Ma forse ha fatto ancora di più, ha cercato di riprendere, riuscendoci perfettamente, anche quella luce particolarissima che si vede da lassù e che solo chi c’è stato su quei tetti può conoscere. I suoi meravigliosi acquarelli ci trasmettono la gioia di visitare la città eterna da un punto di vista privilegiato e quasi onirico che il miglior Fellini avrebbe apprezzato con tutto il cuore.
"L’idea mi è venuta ripensando a quando, studente di architettura, mi appostavo negli angoli più suggestivi della città per prepararmi all’esame di disegno dal vero" ha detto l’autore in una recente intervista. "Ma quegli angoli solitari oggi non esistono più: strade e piazze oggi sono invase da auto, moto, furgoni, autobus, camion, parcheggiati nel più anarchico disordine anche sui marciapiedi. È cambiata la luce, sono saturati gli spazi, sono svaniti gli odori. Abbiamo perso il concetto del bello, ci siamo assuefatti al degrado. Per questo ho lanciato lo sguardo in alto e ho cominciato a incuriosirmi dei tetti. Ho scoperto il mare dei tetti, un mare leggermente agitato, ma mai in tempesta. La vita della città arriva quassù sfumata e si possono ammirare scorci inconsueti, scoprire cortili principeschi, panorami mozzafiato. Dai tetti si rimane abbagliati dai tramonti, quando la luce rincorre e accarezza le innumerevoli cupole. Mentre laggiù nelle strade avanza il buio, qui la luce permane, come se non volesse consegnare alla notte tanta bellezza.

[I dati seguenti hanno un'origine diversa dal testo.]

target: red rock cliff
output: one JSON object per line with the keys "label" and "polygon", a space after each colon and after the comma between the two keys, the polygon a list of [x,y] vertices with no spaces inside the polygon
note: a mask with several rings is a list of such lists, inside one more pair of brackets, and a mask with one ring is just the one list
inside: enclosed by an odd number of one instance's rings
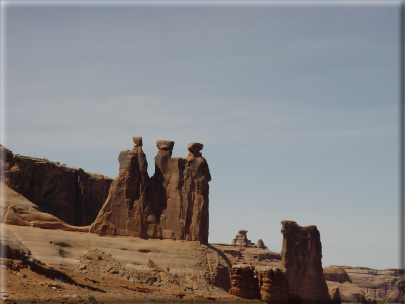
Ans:
{"label": "red rock cliff", "polygon": [[330,303],[322,268],[322,245],[316,226],[301,227],[295,222],[281,222],[282,265],[287,269],[291,293],[303,303]]}
{"label": "red rock cliff", "polygon": [[186,158],[171,157],[174,142],[158,141],[155,173],[147,174],[142,138],[120,154],[119,175],[90,228],[94,233],[208,240],[208,165],[202,145],[188,145]]}
{"label": "red rock cliff", "polygon": [[46,159],[13,155],[0,146],[10,188],[49,213],[73,226],[91,224],[107,198],[112,179],[61,166]]}

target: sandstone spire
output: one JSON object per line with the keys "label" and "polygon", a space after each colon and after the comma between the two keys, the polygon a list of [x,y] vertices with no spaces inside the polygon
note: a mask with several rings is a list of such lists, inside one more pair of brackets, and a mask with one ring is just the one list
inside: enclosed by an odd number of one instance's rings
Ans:
{"label": "sandstone spire", "polygon": [[147,174],[142,137],[121,152],[120,173],[90,231],[95,233],[208,241],[210,171],[202,144],[186,158],[172,157],[174,142],[156,142],[155,174]]}

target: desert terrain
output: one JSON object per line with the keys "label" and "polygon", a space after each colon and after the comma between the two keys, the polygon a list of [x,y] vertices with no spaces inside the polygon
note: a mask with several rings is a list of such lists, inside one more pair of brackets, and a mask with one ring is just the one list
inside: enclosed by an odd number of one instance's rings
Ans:
{"label": "desert terrain", "polygon": [[209,244],[203,145],[172,157],[142,138],[113,180],[1,146],[0,300],[6,303],[404,303],[403,270],[322,267],[315,225],[281,221],[282,252],[241,229]]}

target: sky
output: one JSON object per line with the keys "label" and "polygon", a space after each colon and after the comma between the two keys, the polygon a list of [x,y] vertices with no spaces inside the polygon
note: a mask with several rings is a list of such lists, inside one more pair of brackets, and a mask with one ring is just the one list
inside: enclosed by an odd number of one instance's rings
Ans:
{"label": "sky", "polygon": [[399,2],[2,2],[2,144],[111,178],[204,145],[210,243],[399,267]]}

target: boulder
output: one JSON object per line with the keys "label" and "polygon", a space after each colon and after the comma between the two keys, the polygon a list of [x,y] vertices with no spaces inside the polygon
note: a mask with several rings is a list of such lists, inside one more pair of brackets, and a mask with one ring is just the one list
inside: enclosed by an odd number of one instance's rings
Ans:
{"label": "boulder", "polygon": [[292,221],[283,221],[282,266],[287,269],[291,293],[302,302],[330,303],[329,289],[323,277],[322,245],[316,226],[301,227]]}
{"label": "boulder", "polygon": [[267,248],[264,245],[264,243],[263,243],[263,241],[262,240],[262,239],[259,239],[259,240],[258,240],[257,244],[256,244],[256,247],[257,247],[258,248],[260,248],[261,249],[266,249],[266,248]]}
{"label": "boulder", "polygon": [[132,150],[119,155],[119,175],[90,231],[207,243],[211,175],[202,145],[191,143],[187,158],[172,158],[174,142],[158,141],[150,178],[142,138],[134,142]]}
{"label": "boulder", "polygon": [[69,225],[91,224],[108,194],[112,179],[70,168],[46,159],[13,155],[0,145],[4,156],[0,180],[43,212]]}
{"label": "boulder", "polygon": [[246,265],[232,266],[232,287],[228,293],[249,299],[260,299],[259,282],[255,267]]}

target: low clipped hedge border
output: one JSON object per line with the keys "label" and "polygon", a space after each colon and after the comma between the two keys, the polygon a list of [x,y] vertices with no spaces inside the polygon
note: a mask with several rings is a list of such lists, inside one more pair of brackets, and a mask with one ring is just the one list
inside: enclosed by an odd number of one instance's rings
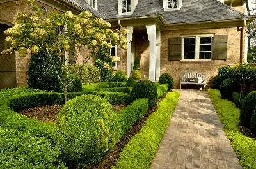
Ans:
{"label": "low clipped hedge border", "polygon": [[172,92],[147,120],[140,133],[134,136],[120,153],[114,169],[149,168],[150,163],[169,124],[180,93]]}
{"label": "low clipped hedge border", "polygon": [[156,86],[156,89],[157,90],[158,99],[162,97],[162,96],[168,91],[169,87],[168,84],[160,84],[155,83],[155,85]]}
{"label": "low clipped hedge border", "polygon": [[222,99],[218,90],[208,89],[207,92],[238,156],[239,163],[244,169],[256,168],[256,140],[240,132],[240,110],[234,103]]}

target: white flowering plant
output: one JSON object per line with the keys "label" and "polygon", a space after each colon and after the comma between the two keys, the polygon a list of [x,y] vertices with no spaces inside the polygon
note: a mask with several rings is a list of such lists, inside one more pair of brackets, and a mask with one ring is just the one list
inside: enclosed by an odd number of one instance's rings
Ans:
{"label": "white flowering plant", "polygon": [[[35,0],[27,2],[32,7],[33,12],[17,14],[15,26],[5,31],[8,36],[6,41],[10,42],[11,46],[1,53],[8,55],[18,51],[20,57],[26,57],[29,52],[36,54],[43,51],[53,64],[52,56],[58,54],[63,63],[61,77],[58,77],[64,89],[65,101],[67,87],[72,82],[72,80],[67,84],[67,64],[82,68],[90,57],[96,55],[99,48],[111,49],[112,44],[120,45],[124,49],[127,47],[125,36],[128,30],[112,30],[110,23],[92,16],[90,12],[84,11],[77,15],[71,11],[62,14],[53,12],[45,16]],[[83,52],[84,47],[92,52]],[[83,61],[77,64],[77,59],[81,56]]]}

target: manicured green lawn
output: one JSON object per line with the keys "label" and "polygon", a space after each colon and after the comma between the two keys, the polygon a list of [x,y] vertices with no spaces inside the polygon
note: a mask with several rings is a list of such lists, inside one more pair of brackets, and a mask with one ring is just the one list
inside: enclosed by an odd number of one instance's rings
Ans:
{"label": "manicured green lawn", "polygon": [[208,89],[207,92],[240,164],[245,169],[256,168],[256,140],[239,131],[240,110],[234,103],[222,99],[218,90]]}
{"label": "manicured green lawn", "polygon": [[157,110],[148,117],[140,133],[124,148],[113,168],[145,169],[150,167],[179,96],[178,92],[169,92],[160,102]]}

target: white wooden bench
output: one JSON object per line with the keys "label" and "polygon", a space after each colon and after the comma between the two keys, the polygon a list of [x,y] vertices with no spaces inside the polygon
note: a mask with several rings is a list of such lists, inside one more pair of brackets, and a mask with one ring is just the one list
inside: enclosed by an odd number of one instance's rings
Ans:
{"label": "white wooden bench", "polygon": [[[188,81],[188,78],[196,78],[198,80],[198,82],[189,82]],[[182,84],[203,85],[203,89],[205,89],[206,85],[206,77],[201,73],[196,72],[187,73],[180,77],[180,89],[181,89],[181,85]]]}

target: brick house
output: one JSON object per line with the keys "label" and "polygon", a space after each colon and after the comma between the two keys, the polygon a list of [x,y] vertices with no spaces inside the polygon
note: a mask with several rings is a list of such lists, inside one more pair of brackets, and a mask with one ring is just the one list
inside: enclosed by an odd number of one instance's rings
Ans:
{"label": "brick house", "polygon": [[[244,0],[38,0],[45,13],[90,11],[111,24],[126,28],[128,49],[113,46],[120,57],[115,71],[130,76],[135,58],[140,61],[141,78],[157,81],[161,74],[173,78],[196,71],[206,76],[211,86],[220,66],[246,61]],[[4,30],[13,26],[19,11],[29,11],[26,0],[0,0],[0,50],[8,46]],[[0,88],[26,84],[29,57],[0,55]],[[7,66],[8,65],[8,66]]]}

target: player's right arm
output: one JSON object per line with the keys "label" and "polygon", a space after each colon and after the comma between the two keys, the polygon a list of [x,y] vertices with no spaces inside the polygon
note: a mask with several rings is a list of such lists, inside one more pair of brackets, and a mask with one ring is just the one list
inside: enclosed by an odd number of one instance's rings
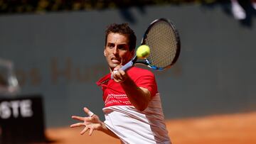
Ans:
{"label": "player's right arm", "polygon": [[[84,111],[88,115],[90,115],[90,113],[91,113],[87,108],[84,108]],[[70,126],[70,128],[85,126],[85,128],[80,132],[81,135],[84,134],[85,132],[90,130],[89,135],[91,135],[93,131],[97,130],[102,131],[110,136],[119,138],[117,135],[115,135],[112,131],[107,128],[106,125],[102,121],[101,121],[99,117],[95,114],[88,117],[73,116],[72,118],[83,121],[82,123],[77,123]]]}

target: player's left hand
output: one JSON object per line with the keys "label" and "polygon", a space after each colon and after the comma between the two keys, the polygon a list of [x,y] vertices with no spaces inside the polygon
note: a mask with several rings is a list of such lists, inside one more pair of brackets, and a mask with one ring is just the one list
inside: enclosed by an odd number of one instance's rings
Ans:
{"label": "player's left hand", "polygon": [[93,131],[100,130],[100,128],[102,128],[102,122],[100,120],[99,117],[97,115],[92,113],[88,109],[85,107],[83,109],[84,111],[89,116],[81,117],[81,116],[73,116],[72,118],[81,121],[83,122],[77,123],[70,125],[70,128],[85,126],[85,128],[80,132],[80,134],[82,135],[88,130],[90,130],[89,135],[91,135],[92,134]]}

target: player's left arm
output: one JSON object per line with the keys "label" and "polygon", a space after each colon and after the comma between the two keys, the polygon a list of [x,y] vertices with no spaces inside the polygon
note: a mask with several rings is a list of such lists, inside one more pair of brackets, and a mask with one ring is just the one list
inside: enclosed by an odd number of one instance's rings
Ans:
{"label": "player's left arm", "polygon": [[118,70],[113,74],[114,80],[119,82],[132,104],[139,111],[144,111],[151,99],[149,89],[138,87],[126,72]]}

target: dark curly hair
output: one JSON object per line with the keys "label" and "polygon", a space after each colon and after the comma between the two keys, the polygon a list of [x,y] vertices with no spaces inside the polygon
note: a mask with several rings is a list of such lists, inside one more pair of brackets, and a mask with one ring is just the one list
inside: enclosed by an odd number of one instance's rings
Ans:
{"label": "dark curly hair", "polygon": [[121,24],[112,23],[107,26],[105,31],[105,45],[107,45],[107,35],[111,33],[127,35],[129,38],[129,50],[130,51],[135,50],[137,38],[134,32],[129,27],[127,23]]}

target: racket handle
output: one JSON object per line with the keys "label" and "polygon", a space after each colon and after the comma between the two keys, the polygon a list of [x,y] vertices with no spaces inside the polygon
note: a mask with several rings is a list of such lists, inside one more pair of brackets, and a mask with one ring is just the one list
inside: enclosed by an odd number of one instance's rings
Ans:
{"label": "racket handle", "polygon": [[[126,70],[129,69],[129,67],[132,67],[134,62],[132,60],[128,62],[127,64],[125,64],[124,66],[122,66],[120,70],[125,71]],[[113,79],[113,74],[111,74],[111,79]]]}

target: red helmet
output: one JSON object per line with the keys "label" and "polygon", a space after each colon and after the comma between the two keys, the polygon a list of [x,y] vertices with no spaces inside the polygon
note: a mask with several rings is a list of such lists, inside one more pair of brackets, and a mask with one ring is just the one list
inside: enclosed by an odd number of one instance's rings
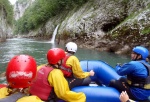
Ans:
{"label": "red helmet", "polygon": [[12,88],[29,87],[35,78],[37,68],[36,61],[29,55],[17,55],[8,63],[6,79]]}
{"label": "red helmet", "polygon": [[65,51],[60,48],[53,48],[47,52],[47,60],[49,64],[57,64],[59,60],[65,57]]}

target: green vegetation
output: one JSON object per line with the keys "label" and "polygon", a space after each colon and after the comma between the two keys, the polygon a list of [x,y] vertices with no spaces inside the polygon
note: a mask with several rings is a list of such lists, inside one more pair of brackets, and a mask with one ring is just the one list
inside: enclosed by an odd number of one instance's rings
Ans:
{"label": "green vegetation", "polygon": [[36,0],[15,23],[15,33],[29,32],[45,24],[49,18],[64,10],[72,10],[87,0]]}
{"label": "green vegetation", "polygon": [[13,21],[13,6],[8,0],[0,0],[0,10],[4,12],[7,23],[12,25]]}

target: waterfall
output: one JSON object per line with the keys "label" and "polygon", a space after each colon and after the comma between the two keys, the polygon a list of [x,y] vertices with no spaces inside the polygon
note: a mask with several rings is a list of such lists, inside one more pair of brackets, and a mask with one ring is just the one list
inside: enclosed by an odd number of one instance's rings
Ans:
{"label": "waterfall", "polygon": [[59,25],[56,26],[56,28],[55,28],[55,30],[53,32],[53,35],[52,35],[50,43],[55,43],[55,37],[56,37],[56,34],[57,34],[58,27],[59,27]]}

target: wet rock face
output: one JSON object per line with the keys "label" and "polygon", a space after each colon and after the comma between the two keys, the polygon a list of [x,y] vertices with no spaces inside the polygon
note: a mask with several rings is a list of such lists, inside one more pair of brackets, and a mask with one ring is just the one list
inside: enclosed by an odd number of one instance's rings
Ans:
{"label": "wet rock face", "polygon": [[57,41],[75,41],[79,47],[127,54],[136,45],[150,46],[149,5],[150,0],[89,0],[81,8],[50,18],[29,34],[52,36],[60,24]]}

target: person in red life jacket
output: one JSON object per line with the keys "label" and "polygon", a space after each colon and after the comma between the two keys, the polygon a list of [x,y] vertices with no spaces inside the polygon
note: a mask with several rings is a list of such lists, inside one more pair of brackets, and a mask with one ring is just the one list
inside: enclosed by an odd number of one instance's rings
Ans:
{"label": "person in red life jacket", "polygon": [[46,102],[58,102],[59,99],[66,102],[85,102],[84,93],[70,91],[68,82],[60,70],[64,57],[65,51],[60,48],[52,48],[47,52],[48,64],[38,70],[37,77],[30,87],[32,95]]}
{"label": "person in red life jacket", "polygon": [[91,83],[90,76],[94,76],[94,71],[83,72],[79,59],[74,55],[77,51],[77,44],[68,42],[65,47],[66,56],[63,59],[61,70],[68,80],[70,89],[76,86],[85,86]]}
{"label": "person in red life jacket", "polygon": [[0,102],[43,102],[29,96],[29,87],[37,72],[36,61],[29,55],[16,55],[6,69],[7,86],[0,88]]}

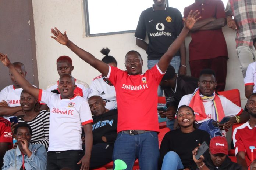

I tetti sono fuori dal tempo, e per questo si salvano dal nostro tempo".
Leggendo questo libro ho ripensato ai miei anni giovanili e alla fortuna che avevamo avuto noi ragazzi ad ottenere quelle magiche chiavi che non erano state solo lo strumento per entrare gratuitamente in un vecchio appartamento, in realtà avevano rappresentato molto di più e cioè la combinazione segreta per accedere ad un sogno, quello di una città antica e fantastica osservata da lontano, come fanno sempre gli angeli e come noi raramente possiamo fare.